Project description:The protozoan parasite Toxoplasma gondii is a highly successful intracellular pathogen, owing in part to its ability to subvert the host immune system. In particular, parasite infection suppresses STAT1 signaling in a variety of cell types, including IFN-γ activated macrophages, via a block within the nucleus. A high-throughput screen to identify genes able to overcome parasite-mediated suppression of STAT1 activity identified 9 transcription factors as enhancers of STAT1 signaling in T. gondii infected cells, including the orphan nuclear hormone receptor TLX. Expression profiling revealed that TLX is a transcriptional regulator that drives the steady-state expression of STAT1-independent genes involved brain function and development, while enhancing the output of a subset of IFN-γ-dependent target genes. Infection of TLX deficient mice with Toxoplasma results in impaired production of interleukin-12 by dendritic cells and increased parasite burden in the brain during chronic infection. These results demonstrate a previously unrecognized function for this orphan nuclear hormone receptor in regulating STAT1 signaling and host defense, and reveal that STAT1 activity can be modulated in a context-specific manner by such ‘modifiers’.

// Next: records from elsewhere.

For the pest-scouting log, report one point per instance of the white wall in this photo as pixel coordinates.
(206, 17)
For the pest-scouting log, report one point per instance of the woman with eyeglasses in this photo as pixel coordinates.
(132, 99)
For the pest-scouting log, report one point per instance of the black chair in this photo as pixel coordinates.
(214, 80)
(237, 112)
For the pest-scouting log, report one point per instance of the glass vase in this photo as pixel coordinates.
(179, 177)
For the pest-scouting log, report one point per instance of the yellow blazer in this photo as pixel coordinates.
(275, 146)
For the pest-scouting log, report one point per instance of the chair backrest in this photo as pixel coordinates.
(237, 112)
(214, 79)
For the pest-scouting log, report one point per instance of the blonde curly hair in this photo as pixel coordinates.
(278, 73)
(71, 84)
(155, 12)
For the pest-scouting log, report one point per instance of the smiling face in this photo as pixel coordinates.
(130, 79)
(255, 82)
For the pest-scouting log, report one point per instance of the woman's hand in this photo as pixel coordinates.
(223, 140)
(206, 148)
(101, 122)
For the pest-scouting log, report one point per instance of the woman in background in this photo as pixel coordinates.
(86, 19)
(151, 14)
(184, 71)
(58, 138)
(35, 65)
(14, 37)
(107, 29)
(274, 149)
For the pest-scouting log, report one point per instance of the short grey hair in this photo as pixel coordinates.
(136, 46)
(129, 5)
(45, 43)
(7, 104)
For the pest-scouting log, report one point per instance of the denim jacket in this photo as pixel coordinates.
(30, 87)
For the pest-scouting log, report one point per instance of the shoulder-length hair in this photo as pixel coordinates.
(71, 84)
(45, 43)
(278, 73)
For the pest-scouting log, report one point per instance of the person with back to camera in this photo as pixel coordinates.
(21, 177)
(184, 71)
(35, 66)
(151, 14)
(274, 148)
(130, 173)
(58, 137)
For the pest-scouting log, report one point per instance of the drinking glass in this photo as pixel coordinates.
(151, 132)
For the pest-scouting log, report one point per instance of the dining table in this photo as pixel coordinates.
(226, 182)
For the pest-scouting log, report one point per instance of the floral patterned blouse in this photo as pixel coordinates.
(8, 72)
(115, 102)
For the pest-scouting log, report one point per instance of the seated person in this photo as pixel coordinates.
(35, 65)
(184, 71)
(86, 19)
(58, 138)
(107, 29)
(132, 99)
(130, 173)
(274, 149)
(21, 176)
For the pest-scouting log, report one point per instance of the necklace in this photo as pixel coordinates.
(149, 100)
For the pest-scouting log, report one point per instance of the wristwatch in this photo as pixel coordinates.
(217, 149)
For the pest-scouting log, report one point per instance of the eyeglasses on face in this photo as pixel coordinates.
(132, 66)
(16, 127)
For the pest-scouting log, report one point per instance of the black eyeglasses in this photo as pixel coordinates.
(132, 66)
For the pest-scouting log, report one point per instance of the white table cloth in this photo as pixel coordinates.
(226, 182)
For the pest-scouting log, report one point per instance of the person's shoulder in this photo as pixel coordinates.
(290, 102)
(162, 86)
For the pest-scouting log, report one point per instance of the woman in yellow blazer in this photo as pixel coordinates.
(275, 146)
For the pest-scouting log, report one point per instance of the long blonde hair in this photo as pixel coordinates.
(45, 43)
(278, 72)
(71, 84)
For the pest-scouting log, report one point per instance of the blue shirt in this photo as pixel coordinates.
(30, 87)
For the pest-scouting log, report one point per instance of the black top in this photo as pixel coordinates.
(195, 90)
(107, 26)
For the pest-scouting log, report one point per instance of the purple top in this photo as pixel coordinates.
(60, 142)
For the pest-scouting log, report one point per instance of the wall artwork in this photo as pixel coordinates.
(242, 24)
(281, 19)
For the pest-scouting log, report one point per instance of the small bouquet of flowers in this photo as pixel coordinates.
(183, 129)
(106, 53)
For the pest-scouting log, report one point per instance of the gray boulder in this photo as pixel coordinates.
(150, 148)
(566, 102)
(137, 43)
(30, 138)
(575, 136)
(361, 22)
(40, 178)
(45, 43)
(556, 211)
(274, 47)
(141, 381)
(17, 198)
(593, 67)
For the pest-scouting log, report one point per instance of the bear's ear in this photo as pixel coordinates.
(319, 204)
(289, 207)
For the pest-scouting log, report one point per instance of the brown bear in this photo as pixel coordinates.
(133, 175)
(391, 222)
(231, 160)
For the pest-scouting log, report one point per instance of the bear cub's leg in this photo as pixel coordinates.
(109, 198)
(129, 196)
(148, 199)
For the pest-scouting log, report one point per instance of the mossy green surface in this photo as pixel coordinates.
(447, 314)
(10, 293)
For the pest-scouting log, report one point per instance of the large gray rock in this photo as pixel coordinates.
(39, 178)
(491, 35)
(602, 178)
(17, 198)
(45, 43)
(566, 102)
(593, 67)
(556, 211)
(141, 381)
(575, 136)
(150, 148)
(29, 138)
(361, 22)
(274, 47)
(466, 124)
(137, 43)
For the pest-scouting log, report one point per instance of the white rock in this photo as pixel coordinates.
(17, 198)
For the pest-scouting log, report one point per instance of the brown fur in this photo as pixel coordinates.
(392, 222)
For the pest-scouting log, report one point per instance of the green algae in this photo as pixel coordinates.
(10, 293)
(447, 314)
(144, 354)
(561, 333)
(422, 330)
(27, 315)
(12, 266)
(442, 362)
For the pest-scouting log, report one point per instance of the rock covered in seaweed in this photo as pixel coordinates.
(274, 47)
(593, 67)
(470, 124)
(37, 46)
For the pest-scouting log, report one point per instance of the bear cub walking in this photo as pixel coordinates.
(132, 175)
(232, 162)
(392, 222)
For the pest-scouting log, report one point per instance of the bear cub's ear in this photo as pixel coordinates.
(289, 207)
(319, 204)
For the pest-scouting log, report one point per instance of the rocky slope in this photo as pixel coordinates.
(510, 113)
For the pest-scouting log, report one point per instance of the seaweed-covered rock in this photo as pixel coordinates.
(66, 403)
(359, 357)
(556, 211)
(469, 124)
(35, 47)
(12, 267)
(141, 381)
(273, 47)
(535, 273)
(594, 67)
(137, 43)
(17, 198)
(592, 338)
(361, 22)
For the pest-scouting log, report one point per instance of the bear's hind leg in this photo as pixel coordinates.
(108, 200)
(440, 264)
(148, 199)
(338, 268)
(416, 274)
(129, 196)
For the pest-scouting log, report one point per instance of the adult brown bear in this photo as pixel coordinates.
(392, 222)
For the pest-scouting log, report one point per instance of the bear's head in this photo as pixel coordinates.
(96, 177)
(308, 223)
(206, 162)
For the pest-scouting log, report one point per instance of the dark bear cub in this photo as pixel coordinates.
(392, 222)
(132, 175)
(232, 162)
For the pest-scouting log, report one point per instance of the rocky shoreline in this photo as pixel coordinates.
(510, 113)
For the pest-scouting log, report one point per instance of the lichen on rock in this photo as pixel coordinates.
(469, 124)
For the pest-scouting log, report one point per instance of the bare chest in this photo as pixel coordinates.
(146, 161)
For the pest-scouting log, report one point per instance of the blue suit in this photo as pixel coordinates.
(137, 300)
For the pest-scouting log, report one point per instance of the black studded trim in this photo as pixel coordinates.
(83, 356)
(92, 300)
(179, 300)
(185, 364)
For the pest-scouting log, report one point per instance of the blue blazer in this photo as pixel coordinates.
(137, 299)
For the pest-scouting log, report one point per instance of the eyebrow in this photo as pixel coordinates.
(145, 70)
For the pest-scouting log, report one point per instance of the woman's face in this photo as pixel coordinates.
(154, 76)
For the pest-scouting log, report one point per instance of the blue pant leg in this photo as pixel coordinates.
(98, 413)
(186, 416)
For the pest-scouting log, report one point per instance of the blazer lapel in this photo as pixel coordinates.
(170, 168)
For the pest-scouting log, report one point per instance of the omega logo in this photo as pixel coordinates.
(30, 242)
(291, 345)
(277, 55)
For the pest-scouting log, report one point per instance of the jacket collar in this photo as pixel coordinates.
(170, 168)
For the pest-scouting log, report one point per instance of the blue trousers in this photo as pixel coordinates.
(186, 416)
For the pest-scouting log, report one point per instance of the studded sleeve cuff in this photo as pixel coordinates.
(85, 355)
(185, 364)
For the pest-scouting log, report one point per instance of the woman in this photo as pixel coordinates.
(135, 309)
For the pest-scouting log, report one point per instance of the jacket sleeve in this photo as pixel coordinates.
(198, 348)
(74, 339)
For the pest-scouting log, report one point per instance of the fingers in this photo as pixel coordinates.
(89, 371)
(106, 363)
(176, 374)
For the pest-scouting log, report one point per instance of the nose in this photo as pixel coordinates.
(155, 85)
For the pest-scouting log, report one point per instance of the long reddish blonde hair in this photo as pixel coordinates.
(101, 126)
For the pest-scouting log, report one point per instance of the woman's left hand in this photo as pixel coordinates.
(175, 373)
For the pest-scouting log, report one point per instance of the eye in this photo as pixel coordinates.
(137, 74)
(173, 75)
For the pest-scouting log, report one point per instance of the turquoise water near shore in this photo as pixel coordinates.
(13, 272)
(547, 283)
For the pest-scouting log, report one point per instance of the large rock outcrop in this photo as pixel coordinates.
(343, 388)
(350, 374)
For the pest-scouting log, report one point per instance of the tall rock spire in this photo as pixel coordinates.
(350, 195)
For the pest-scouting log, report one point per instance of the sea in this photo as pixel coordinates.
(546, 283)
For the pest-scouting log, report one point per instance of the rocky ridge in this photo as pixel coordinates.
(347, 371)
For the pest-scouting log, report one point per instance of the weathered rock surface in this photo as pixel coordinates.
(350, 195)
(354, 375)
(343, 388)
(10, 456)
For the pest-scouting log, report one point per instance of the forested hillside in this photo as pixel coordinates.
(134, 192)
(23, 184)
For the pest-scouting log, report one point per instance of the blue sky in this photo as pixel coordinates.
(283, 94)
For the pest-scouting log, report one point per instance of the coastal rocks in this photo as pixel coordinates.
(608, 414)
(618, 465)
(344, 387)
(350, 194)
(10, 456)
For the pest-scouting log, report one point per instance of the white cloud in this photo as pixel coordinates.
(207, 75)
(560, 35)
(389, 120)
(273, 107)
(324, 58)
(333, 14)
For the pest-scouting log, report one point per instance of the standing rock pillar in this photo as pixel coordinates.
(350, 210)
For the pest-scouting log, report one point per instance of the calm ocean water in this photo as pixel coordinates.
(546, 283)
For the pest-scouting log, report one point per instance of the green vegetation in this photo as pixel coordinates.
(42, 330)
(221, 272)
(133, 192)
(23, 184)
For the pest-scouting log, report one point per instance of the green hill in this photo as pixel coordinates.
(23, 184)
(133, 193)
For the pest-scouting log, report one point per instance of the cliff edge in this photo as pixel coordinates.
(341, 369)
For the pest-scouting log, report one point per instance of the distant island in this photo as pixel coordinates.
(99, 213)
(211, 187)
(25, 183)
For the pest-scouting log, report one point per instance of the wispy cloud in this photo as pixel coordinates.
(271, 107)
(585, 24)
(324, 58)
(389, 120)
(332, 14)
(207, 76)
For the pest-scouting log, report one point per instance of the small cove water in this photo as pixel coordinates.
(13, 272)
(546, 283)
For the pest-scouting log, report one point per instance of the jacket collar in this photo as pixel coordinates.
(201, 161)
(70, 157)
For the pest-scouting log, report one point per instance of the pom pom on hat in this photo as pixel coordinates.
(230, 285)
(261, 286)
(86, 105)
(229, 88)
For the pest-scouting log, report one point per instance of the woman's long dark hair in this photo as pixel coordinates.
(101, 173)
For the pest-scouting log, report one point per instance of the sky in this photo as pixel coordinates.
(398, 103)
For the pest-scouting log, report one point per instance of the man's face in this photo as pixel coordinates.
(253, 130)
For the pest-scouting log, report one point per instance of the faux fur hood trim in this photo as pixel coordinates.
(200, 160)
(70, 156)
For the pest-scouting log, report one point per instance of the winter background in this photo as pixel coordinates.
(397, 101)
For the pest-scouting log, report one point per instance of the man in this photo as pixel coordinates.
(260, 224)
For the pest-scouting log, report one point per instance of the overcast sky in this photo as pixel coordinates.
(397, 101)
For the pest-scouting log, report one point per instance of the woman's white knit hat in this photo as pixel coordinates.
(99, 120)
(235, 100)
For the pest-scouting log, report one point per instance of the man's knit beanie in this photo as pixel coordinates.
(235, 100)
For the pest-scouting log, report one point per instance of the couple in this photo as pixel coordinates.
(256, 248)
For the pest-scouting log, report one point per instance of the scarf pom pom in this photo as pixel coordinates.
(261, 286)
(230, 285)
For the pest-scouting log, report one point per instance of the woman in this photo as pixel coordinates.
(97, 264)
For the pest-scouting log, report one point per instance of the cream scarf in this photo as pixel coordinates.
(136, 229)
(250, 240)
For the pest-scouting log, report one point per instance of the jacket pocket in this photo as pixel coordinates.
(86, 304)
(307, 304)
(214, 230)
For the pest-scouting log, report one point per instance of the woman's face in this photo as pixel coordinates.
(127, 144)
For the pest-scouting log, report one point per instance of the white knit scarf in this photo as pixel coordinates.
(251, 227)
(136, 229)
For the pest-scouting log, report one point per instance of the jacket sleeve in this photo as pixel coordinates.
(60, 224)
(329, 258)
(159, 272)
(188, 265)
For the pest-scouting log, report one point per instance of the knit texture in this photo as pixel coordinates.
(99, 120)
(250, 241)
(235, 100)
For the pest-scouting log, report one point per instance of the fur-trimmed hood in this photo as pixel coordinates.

Project description:Intracellular pathogens including the apicomplexan and opportunistic parasite Toxoplasma gondii profoundly modify their host cells in order to establish infection. We have shown previously that intracellular T. gondii inhibit up-regulation of regulatory and effector functions in murine macrophages (MΦ) stimulated with interferon (IFN)-γ, which is the cytokine crucial for controlling the parasites’ replication. Using genome-wide transcriptome analysis we show herein that infection with T. gondii leads to global unresponsiveness of murine macrophages to IFN-γ. More than 61% and 89% of the transcripts, which were induced or repressed by IFN-γ in non-infected MΦ, respectively, were not altered after stimulation of T. gondii-infected cells with IFN-γ. These genes are involved in a variety of biological processes, which are mostly but not exclusively related to immune responses. Analyses of the underlying mechanisms revealed that IFN-γ-triggered nuclear translocation of STAT1 still occurred in Toxoplasma-infected MΦ. However, STAT1 bound aberrantly to oligonucleotides containing the IFN-γ-responsive gamma-activated site (GAS) consensus sequence. Conversely, IFN-γ did not induce formation of active GAS-STAT1 complexes in nuclear extracts from infected MΦ. Mass spectrometry of protein complexes bound to GAS oligonucleotides showed that T. gondii-infected MΦ are unable to recruit non-muscle actin to IFN-γ-responsive DNA sequences, which appeared to be independent of stimulation with IFN-γ and of STAT1 binding. IFN-γ-induced recruitment of BRG-1 and acetylation of core histones at the IFN-γ-regulated CIITA promoter IV, but not β-actin was diminished by >90% in Toxoplasma-infected MΦ as compared to non-infected control cells. Remarkably, treatment with histone deacetylase inhibitors restored the ability of infected macrophages to express the IFN-γ regulated genes H2-A/E and CIITA. Taken together, these results indicate that Toxoplasma-infected MΦ are unable to respond to IFN-γ due to disturbed chromatin remodelling, but can be rescued using histone deacetylase inhibitors.